People with mental illnesses especially could be vulnerable to such a proposal. Studies have found that people with mental health issues already are the ones most susceptible to euthanasia. Rather than be treated, these people could be persuaded to see organ donation euthanasia as a way they could end their suffering and contribute something meaningful to society.

The pressure on sick and disabled people to be euthanized already is strong in some European countries. In 2012, LifeNews reported that thousands of people in the Netherlands were being euthanized without their consent. In 2013, 650 babies died under Holland’s assisted suicide law because their parents or doctors deemed their suffering too difficult to bear, LifeNews reported.

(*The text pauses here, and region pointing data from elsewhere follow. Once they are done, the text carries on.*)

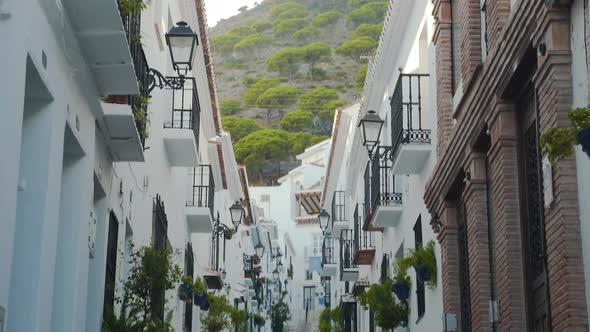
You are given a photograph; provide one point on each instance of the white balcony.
(122, 136)
(329, 270)
(411, 158)
(387, 216)
(102, 38)
(349, 274)
(199, 219)
(181, 147)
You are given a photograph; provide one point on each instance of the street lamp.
(259, 249)
(280, 266)
(182, 42)
(324, 220)
(237, 212)
(371, 125)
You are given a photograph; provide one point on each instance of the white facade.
(280, 205)
(66, 170)
(405, 48)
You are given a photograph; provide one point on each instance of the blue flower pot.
(185, 292)
(200, 299)
(401, 290)
(584, 140)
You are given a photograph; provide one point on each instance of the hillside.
(283, 67)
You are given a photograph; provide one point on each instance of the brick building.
(510, 226)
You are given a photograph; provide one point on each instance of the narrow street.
(295, 165)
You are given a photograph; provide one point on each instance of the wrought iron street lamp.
(259, 249)
(324, 220)
(371, 125)
(280, 266)
(182, 42)
(237, 212)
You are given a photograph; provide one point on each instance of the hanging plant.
(389, 313)
(185, 290)
(401, 281)
(129, 6)
(229, 233)
(424, 261)
(258, 320)
(559, 142)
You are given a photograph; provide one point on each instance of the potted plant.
(424, 261)
(219, 315)
(185, 290)
(239, 319)
(401, 281)
(279, 315)
(558, 142)
(258, 320)
(389, 314)
(200, 292)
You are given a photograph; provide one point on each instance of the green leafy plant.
(558, 142)
(152, 271)
(389, 313)
(424, 257)
(218, 317)
(258, 319)
(130, 6)
(279, 315)
(239, 319)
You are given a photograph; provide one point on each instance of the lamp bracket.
(156, 79)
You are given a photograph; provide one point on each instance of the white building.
(287, 205)
(377, 205)
(81, 184)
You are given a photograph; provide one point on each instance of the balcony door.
(533, 224)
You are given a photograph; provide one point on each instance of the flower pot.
(584, 140)
(401, 290)
(204, 306)
(185, 292)
(200, 299)
(422, 274)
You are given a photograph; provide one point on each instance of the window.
(484, 30)
(421, 301)
(111, 265)
(456, 44)
(317, 245)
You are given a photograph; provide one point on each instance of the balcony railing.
(380, 183)
(186, 110)
(202, 188)
(132, 26)
(328, 251)
(363, 239)
(339, 206)
(406, 111)
(347, 250)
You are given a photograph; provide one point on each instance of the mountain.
(283, 67)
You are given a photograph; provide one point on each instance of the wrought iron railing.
(339, 206)
(380, 183)
(186, 110)
(363, 239)
(346, 250)
(328, 251)
(203, 188)
(327, 292)
(132, 25)
(406, 111)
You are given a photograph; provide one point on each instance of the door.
(533, 225)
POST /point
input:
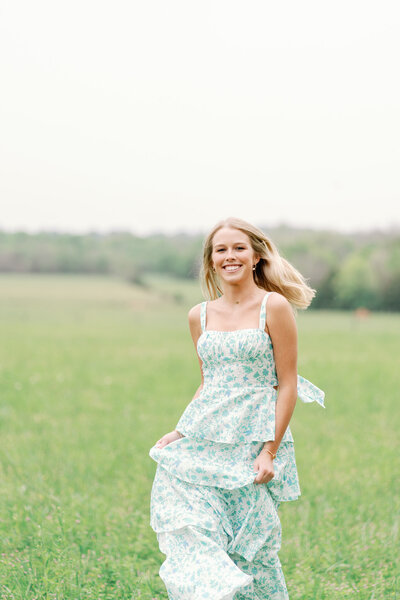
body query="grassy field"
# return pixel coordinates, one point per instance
(93, 371)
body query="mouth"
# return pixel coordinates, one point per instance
(231, 268)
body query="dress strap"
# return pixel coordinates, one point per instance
(263, 311)
(203, 314)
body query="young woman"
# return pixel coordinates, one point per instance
(230, 462)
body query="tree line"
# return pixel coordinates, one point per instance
(347, 270)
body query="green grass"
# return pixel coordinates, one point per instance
(94, 371)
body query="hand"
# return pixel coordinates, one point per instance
(265, 467)
(168, 438)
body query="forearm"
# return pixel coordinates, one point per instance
(196, 395)
(285, 405)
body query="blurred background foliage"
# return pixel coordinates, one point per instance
(349, 271)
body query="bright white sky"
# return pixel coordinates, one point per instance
(167, 115)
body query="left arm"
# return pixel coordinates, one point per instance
(283, 333)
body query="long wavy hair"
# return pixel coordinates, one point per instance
(273, 273)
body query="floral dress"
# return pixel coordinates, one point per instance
(219, 530)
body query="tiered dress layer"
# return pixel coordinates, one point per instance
(219, 530)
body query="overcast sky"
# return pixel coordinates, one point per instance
(169, 115)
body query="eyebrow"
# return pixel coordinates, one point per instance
(235, 243)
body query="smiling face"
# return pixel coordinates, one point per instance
(232, 255)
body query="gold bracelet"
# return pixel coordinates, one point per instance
(271, 453)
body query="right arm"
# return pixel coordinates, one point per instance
(195, 332)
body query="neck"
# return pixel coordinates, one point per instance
(237, 295)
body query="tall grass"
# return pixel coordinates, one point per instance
(94, 371)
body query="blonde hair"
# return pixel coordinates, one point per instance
(273, 273)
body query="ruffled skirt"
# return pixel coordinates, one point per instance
(219, 530)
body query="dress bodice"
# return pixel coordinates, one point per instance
(237, 400)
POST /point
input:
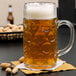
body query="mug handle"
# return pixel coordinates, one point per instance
(72, 35)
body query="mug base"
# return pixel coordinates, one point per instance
(38, 68)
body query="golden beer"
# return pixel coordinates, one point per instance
(40, 42)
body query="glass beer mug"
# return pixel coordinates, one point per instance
(40, 42)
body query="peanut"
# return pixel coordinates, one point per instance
(8, 70)
(5, 65)
(15, 70)
(21, 59)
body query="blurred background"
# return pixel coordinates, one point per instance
(17, 7)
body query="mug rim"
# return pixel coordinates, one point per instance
(39, 3)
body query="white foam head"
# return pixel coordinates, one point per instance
(40, 11)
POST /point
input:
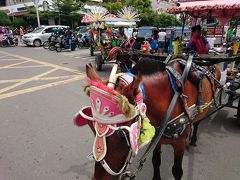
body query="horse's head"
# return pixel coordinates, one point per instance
(116, 115)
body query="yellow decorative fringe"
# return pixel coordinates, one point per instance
(147, 131)
(86, 89)
(127, 108)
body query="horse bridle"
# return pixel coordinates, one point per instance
(112, 127)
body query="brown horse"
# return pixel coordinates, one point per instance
(159, 94)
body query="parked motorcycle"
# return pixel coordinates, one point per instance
(6, 41)
(50, 44)
(83, 42)
(63, 44)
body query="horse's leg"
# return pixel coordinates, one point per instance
(194, 135)
(178, 148)
(156, 160)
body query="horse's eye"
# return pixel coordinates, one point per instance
(106, 108)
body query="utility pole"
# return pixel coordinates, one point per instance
(36, 6)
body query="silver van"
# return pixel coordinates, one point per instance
(39, 35)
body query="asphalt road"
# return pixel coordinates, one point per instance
(40, 91)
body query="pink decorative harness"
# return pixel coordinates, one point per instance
(106, 115)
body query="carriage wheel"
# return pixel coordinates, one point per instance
(46, 45)
(238, 112)
(98, 62)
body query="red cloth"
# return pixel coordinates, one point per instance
(201, 47)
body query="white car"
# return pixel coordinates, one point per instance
(40, 35)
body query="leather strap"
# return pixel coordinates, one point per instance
(168, 115)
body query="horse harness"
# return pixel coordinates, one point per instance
(168, 128)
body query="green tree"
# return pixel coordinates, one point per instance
(113, 8)
(143, 6)
(4, 20)
(165, 20)
(66, 10)
(19, 21)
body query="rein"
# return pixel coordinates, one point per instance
(163, 124)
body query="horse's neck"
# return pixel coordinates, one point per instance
(159, 94)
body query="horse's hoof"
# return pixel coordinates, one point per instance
(155, 178)
(193, 144)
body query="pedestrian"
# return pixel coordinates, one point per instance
(162, 40)
(68, 34)
(198, 43)
(21, 32)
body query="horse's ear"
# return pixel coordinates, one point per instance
(132, 89)
(91, 73)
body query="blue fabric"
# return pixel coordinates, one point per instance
(154, 44)
(171, 79)
(141, 85)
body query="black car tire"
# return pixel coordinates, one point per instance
(46, 45)
(37, 43)
(91, 50)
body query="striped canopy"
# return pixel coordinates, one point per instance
(211, 8)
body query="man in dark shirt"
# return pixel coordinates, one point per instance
(198, 43)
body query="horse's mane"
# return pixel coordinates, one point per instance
(147, 66)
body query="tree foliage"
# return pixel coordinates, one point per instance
(19, 21)
(142, 6)
(113, 8)
(4, 20)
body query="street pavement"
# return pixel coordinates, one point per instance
(40, 92)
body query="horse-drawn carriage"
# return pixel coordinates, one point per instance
(160, 100)
(110, 44)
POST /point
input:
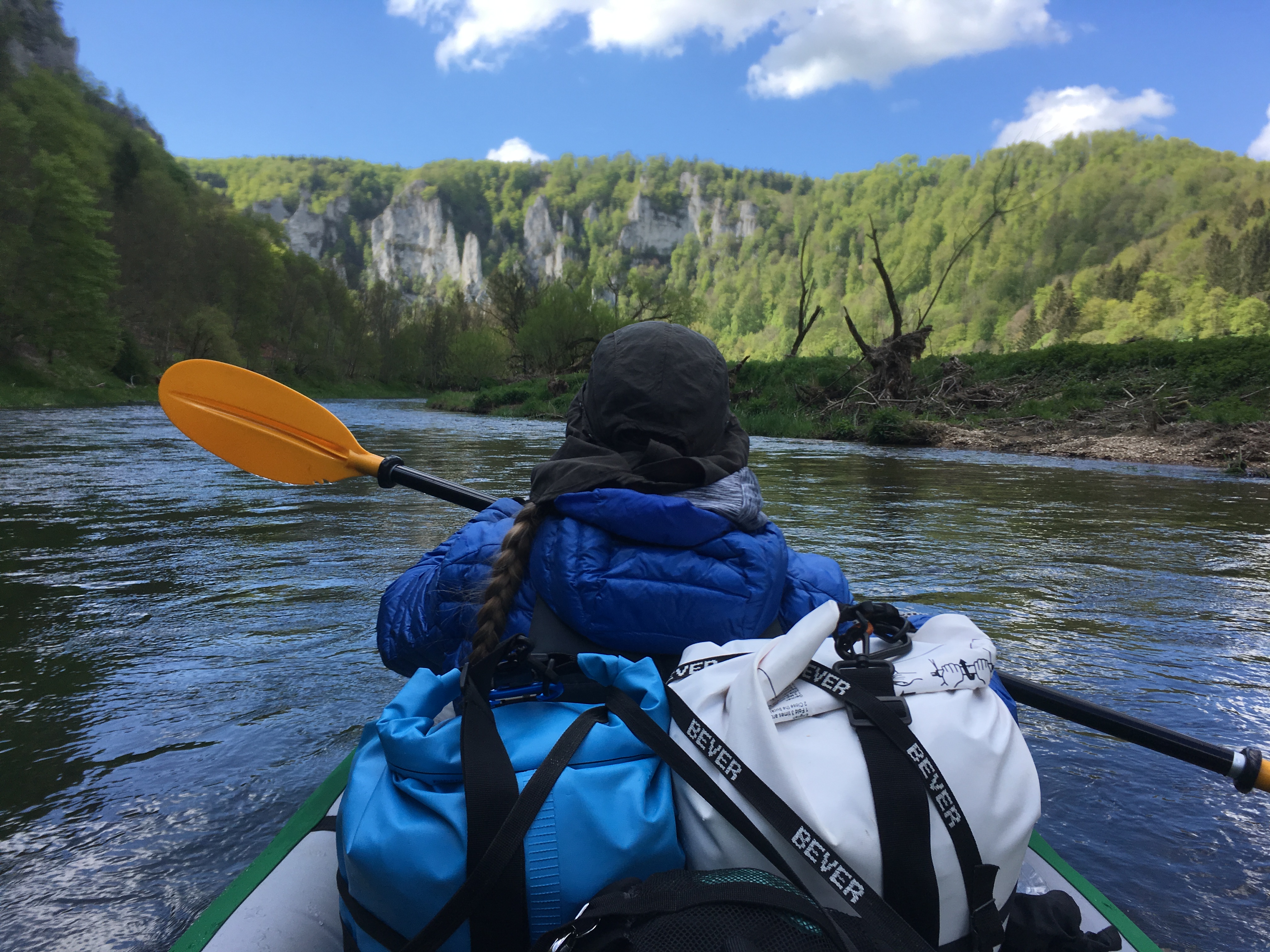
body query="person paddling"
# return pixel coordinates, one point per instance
(644, 532)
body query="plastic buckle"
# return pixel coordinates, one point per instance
(538, 691)
(863, 629)
(566, 942)
(859, 719)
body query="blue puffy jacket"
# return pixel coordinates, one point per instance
(633, 572)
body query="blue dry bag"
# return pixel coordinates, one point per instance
(441, 825)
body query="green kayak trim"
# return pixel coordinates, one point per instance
(299, 827)
(1112, 913)
(205, 927)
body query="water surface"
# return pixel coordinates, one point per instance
(188, 650)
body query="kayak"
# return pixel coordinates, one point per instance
(286, 900)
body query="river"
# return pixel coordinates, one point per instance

In an article in the Daily Mail last year, a former euthanasia advocate warned that the European euthanasia laws are already out of control. Professor Theo Boer, who was a member of Euthanasia Review Committee in the Netherlands for nine years, recently changed his mind and now opposes euthanasia:

Professor Boer, who has reviewed 4,000 cases of euthanasia in his role as a regulator, told Parliament in the summer: ‘Don’t go there.’

Once a firm advocate of euthanasia, he said that he now the Dutch were ‘terribly wrong’ to think they could control it.

Writing in the Daily Mail, he said his country has witnessed an ‘explosive increase’ in the numbers of euthanasia deaths since 2007 and that he expected the number of such deaths this year to hit 6,000.

He was also gravely concerned at the extension of killing to new classes of people, including the demented and the depressed. ‘Some slopes truly are slippery,’ he said.

Allowing live organ donation among euthanasia patients will only extend these egregious human rights abuses.